The Atlanta Braves are above all this special-playoff fuss; having won the NL East going away, the new-look Braves, under third-year manager Brian Snitker, already know they will play the NL West winner.

Over in the American League the Boston Red Sox left the competition in the dust about four months ago; they finished 108-54, eight wins ahead of the 100-game-winning wild-card Yankees. The defending world champion Houston Astros won 103 games and beat out a late surge by Oakland; this means the A's will play at New York Wednesday for the wild-card elimination game, with the winner going to Boston. The Cleveland Indians ran away with the AL Central and their upcoming ALDS against the 'Stros is by far the most intriguing matchup of this postseason.

What do the numbers show? Good ol' Pythagoras maintains Houston is the team to beat; their projection is for 109 wins, six ahead of their actual total, while Boston comes in at a still-impressive 103, five games off their finish. The Yankees, Indians, and A's follow in step, at 99, 98, and 95. In the National League the Dodgers, whether or not they end up the wild-card, are top dog with 101 projected wins, ten ahead of their total. The Cubs, Braves, and Brewers are clustered eight, nine, and ten games back, right about at their actual win totals, while the Rockies, the stat suggests, are playing over their head.

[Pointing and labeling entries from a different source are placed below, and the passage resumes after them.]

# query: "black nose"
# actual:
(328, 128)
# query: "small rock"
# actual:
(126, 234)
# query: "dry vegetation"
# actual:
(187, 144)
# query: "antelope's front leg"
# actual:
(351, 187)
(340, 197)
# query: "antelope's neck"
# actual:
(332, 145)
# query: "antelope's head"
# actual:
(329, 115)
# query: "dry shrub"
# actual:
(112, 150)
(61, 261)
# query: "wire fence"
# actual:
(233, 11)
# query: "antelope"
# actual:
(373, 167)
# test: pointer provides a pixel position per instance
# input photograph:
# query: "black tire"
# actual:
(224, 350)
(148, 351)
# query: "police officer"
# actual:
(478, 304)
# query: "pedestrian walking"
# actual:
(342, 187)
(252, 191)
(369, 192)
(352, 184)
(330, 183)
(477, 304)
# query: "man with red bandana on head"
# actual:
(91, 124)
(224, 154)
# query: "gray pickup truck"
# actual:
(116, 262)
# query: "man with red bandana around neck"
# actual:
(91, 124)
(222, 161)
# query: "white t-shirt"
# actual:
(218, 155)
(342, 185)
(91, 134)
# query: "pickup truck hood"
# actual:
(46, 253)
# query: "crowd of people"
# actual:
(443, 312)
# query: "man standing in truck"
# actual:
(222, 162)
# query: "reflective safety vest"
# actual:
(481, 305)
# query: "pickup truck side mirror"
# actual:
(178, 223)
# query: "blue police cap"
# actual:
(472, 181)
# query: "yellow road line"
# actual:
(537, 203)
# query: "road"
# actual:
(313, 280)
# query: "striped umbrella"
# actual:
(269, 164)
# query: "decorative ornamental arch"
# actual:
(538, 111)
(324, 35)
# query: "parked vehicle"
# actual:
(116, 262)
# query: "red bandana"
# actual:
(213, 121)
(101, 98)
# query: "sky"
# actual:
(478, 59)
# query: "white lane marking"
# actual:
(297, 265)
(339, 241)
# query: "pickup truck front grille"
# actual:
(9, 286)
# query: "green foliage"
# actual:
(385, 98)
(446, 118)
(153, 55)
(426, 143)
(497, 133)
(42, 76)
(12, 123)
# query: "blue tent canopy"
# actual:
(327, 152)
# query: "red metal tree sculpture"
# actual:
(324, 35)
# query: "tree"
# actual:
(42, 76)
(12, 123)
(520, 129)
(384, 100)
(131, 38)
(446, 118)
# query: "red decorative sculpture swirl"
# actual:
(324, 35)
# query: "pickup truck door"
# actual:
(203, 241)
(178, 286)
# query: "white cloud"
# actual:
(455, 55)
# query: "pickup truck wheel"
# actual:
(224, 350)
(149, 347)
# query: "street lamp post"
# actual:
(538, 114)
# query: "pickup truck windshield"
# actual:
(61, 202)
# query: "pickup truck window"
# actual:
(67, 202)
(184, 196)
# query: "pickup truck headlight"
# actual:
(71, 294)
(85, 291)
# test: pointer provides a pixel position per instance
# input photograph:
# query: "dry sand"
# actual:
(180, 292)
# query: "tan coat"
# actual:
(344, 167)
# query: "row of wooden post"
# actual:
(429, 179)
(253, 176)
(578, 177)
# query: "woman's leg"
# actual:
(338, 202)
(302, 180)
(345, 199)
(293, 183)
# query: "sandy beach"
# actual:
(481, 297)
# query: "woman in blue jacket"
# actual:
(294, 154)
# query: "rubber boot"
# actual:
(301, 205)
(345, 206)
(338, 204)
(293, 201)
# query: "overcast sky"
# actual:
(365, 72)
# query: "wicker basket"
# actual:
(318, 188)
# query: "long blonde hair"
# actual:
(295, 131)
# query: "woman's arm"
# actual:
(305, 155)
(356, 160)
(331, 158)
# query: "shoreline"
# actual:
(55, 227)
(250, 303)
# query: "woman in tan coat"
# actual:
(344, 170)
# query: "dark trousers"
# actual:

They are six games better than their projection of 85-77. This 16-game statistical disparity between the Dodgers and Rockies is striking, and will be ever so much more so if Colorado wins their first-ever NL West division title today.

Pitching, pitching, pitching. Four of the five NL playoff teams are in the top five in team ERA; the Diamondbacks are fourth while the Rockies are 12th, well behind even the Giants, as we noted. It's just as pronounced in the American League, where the Tampa Bay Rays join the Playoff Five as the only teams with ERA below 4. The DH be damned: note that Houston is the best in all MLB at 3.11, more than half a run lower than their nearest AL competitor. 

When it comes to scoring runs, the Red Sox and Yankees are 'way ahead of everyone else, while the Dodgers and Rockies lead the NL postseason qualifiers. The Yankees hit 267 home runs this year-- it seems like that team record gets broken every season now. The highest-scoring "bad" team looks to be the Texas Rangers, who put up 737 runs to go with a team ERA of 4.92 and 95 losses. The long-suffering Seattle Mariners, by contrast, scored 60 fewer runs but won 22 more games, with a team ERA of 4.13, seventh in the AL. Also on the outside looking in are the Tampa Bay Rays, who won as many games as did the NL East champion Braves (90), but got no closer than 7 games to the last AL wild-card spot. Tampa was second in the league in ERA.


We'll have more, a lot more, to say about all this tomorrow once the postseason schedule is set and the final statistics are in.